Süleymaniye’de KYB seçim yenilgisine uğramış olsa da görüştüğümüz bütün KYB yetkilileri yenilgiden ziyade demokrasi açısından seçimlerin büyük kazanç olduğunu ifade ettiler. KYB yetkiliklerinin bu kadar rahat olmalarının altında yatan tabi ki sadece demokrasinin gelişmesi değildi muhtemelen. Yine yaptığımız görüşmelerde edindiğimiz izlenim KYB’den üst düzey yetkililerin koparak kurduğu “Değişim Hareketi”nin orta vadede KYB ile tekrar birleşebileceği yönünde. Bu birleşme olmasa bile KYB’liler kendilerinden gördükleri “Değişim Listesi”nin meclisteki varlığını KDP karşısında bir üstünlük aracı olarak görüyorlar. Bu da Değişim’in KDP’den ziyade kendilerine daha yakın bir siyasi hareket olmasından kaynaklanıyor. KYB yetkilileri önemli konularda izlenecek politika konusunda mutabık olduklarını sadece yönteme ilişkin farklar olduğunu ifade ediyor. KYB yetkililerinin bu düşüncesi kısa vadede Değişim Listesi’nin yeniden KYB’ye katılabileceği ya da katılma olmasa bile kendisiyle hareket etmeye daha meyilli olacağı mantığından kaynaklanıyor. Değişim Listesi’nin bu tarz bir yoldan ziyade bağımsız ve güçlü bir hareket olarak varlığını devam ettirmesi ve partileşmesi KYB’nin Süleymaniye’deki etkinliğinin sorgulanmasına neden olabilecek bir süreci de başlatabilir.

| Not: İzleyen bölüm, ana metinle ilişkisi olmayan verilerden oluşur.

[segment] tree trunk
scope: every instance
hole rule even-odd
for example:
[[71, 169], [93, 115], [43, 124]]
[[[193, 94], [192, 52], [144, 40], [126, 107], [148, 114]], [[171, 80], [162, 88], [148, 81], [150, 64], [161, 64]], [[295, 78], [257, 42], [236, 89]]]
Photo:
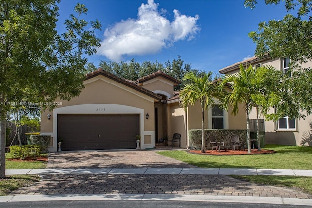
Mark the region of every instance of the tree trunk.
[[251, 153], [251, 148], [250, 145], [250, 129], [249, 127], [249, 113], [248, 112], [248, 106], [246, 105], [246, 128], [247, 133], [247, 153]]
[[202, 139], [201, 139], [201, 152], [206, 152], [206, 144], [205, 141], [205, 119], [204, 118], [204, 104], [202, 103], [201, 104], [201, 114], [202, 115], [202, 120], [201, 121], [201, 127], [202, 127]]
[[21, 144], [21, 140], [20, 139], [20, 120], [19, 118], [19, 115], [17, 112], [14, 113], [14, 116], [15, 117], [15, 131], [16, 132], [16, 135], [18, 137], [18, 141], [19, 141], [19, 145], [21, 147], [22, 144]]
[[261, 144], [260, 143], [260, 125], [259, 124], [259, 115], [258, 115], [258, 107], [256, 107], [257, 109], [257, 138], [258, 139], [258, 151], [261, 150]]
[[0, 107], [0, 179], [5, 178], [6, 132], [5, 112]]

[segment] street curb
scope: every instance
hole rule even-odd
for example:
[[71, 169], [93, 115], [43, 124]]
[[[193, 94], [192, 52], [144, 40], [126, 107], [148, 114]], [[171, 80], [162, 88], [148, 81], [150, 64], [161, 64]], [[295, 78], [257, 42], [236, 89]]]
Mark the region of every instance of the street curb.
[[312, 177], [312, 170], [242, 168], [48, 168], [8, 169], [6, 175], [58, 174], [174, 174], [199, 175], [288, 175]]
[[236, 196], [172, 194], [63, 194], [0, 196], [0, 202], [76, 200], [169, 200], [198, 202], [312, 205], [312, 199]]

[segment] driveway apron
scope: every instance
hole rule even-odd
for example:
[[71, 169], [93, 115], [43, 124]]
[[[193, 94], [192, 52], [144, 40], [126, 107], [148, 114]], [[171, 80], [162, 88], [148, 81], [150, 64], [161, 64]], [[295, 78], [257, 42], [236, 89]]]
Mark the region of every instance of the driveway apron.
[[154, 151], [81, 151], [51, 153], [48, 168], [167, 168], [196, 167]]
[[[178, 168], [194, 166], [152, 151], [52, 153], [49, 168]], [[301, 191], [258, 185], [226, 175], [178, 174], [57, 174], [11, 195], [156, 194], [312, 199]]]

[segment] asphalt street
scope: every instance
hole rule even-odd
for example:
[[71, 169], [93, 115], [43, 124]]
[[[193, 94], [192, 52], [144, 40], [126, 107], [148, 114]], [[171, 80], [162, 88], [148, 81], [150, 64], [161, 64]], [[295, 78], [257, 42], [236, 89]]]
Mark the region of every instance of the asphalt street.
[[176, 201], [142, 200], [87, 200], [48, 201], [36, 202], [1, 202], [1, 208], [298, 208], [311, 206], [277, 205], [272, 204], [251, 204]]

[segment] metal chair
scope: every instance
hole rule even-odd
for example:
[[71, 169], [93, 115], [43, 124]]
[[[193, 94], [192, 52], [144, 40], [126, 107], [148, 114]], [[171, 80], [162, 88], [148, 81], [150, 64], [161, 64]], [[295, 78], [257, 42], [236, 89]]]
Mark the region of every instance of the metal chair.
[[245, 141], [243, 140], [242, 142], [240, 142], [239, 141], [239, 136], [238, 135], [235, 134], [232, 134], [230, 137], [230, 139], [231, 139], [231, 142], [232, 143], [233, 151], [235, 151], [236, 147], [238, 150], [240, 150], [240, 148], [243, 147], [245, 151]]
[[213, 146], [213, 147], [211, 148], [211, 151], [215, 148], [216, 150], [218, 149], [219, 151], [220, 151], [221, 147], [222, 147], [226, 151], [225, 145], [224, 145], [224, 142], [216, 141], [215, 139], [214, 138], [214, 136], [212, 134], [209, 134], [209, 135], [208, 136], [208, 139], [209, 139], [210, 144], [211, 144]]
[[[171, 138], [171, 139], [170, 139]], [[179, 147], [181, 147], [181, 134], [178, 133], [175, 133], [174, 135], [172, 137], [168, 137], [168, 140], [167, 140], [167, 145], [168, 145], [168, 142], [171, 142], [171, 147], [174, 147], [174, 143], [177, 142], [179, 143]], [[166, 146], [166, 145], [165, 145]]]

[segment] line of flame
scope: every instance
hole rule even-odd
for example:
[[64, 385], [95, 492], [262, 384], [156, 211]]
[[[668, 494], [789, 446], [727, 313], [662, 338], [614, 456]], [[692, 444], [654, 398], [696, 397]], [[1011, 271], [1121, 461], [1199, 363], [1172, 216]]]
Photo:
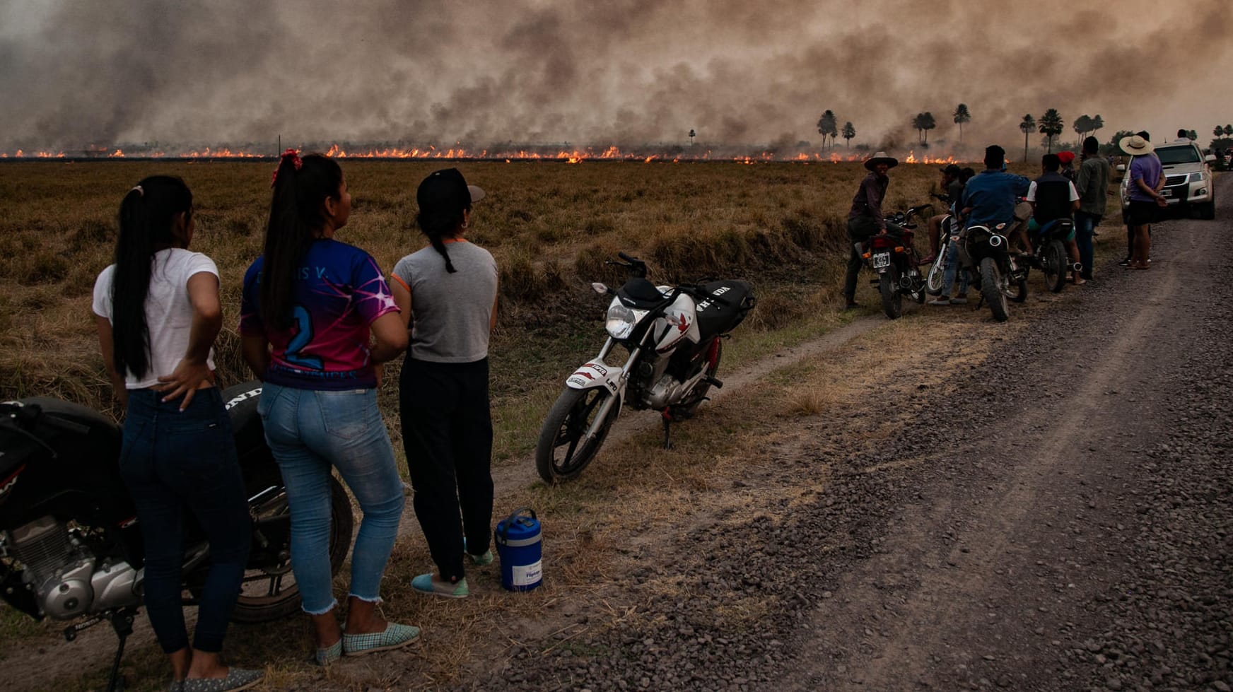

Süleymaniye’de İran etkisi Erbil’e nazaran daha fazla. Yaptığımız görüşmelerde İran ile ilişkiler, sınır bölgesinde İran’ın desteklediği bazı grupların varlığı gibi konular sürekli olarak gündeme geldi. İran etkisini vurgulamak için bir yetkili “Irak’ı şu an İran yönetiyor” şeklinde bir ifade dahi kullandı. Bu ifade abartılı gözükse de İran’ın rolünün fazlalığı ve Süleymaniyeli yetkililer nezdindeki algısını göstermesi açısından önemli idi. Süleymaniye’nin İran sınırında bir şehir olması itibari ile bunu doğal bir durum olarak değerlendirmek gerekir. Türkiye ile ilişkilere de önem veren yetkililer ve halk aradaki en büyük sorunun doğal olarak PKK olduğunu vurguluyor. Ancak bu sorunun kendilerini ve hatta Irak merkezi hükümetini aştığını dile getiriyor ve sorunu çözecek adres olarak ABD’yi gösteriyorlar.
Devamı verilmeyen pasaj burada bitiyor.